[FOM] How much of math is logic?

Robbie Lindauer rlindauer at gmail.com
Tue Feb 27 20:30:38 EST 2007


Neither is the successor function's existence demonstrated in FOL, so  
while the stronger "axiom of infinity" is not required for lots of  
things, the existence of a successor function is.

Similarly, the notion "is a member of" is not adequately defined in  
FOL, neither is the notion "powerset" nor is the notion  of a  
membership-minimal element.  Nor is the notion of a union, nor of a  
subset, nor of an unordered pair. ETC.

There is a REASON the axioms of ZFC are axioms, that is, because they  
can't be PROVED and in a way attempt to define what is meant by "is a  
member of" with regards to sets.

If you've got a PROOF of them, that'd be interesting to see.  Are you  
proposing that you have a proof of them?

A PROOF of the axioms of ZFC from FOL would be something indeed.

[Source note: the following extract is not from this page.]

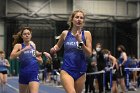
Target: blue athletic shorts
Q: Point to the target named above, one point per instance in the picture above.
(27, 77)
(74, 74)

The reason the Logicist programme (fails, is failing, may fail) is  
that in order to strengthen FOL to give you "a proof of the axioms of  
ZFC" you end up with some equally strong (and from a certain point of  
view, equally odoriferous).

Robbie Lindauer


> Responding to others: will it make you happy if instead of saying I  
> can
> derive all theorems of PA from pure logic, I say I can derive all
> theorems of PA from pure logic plus the statement "the empty set
> exists"? This seems such a trivial quibble, it can't possibly be a
> serious objection to the logicist project.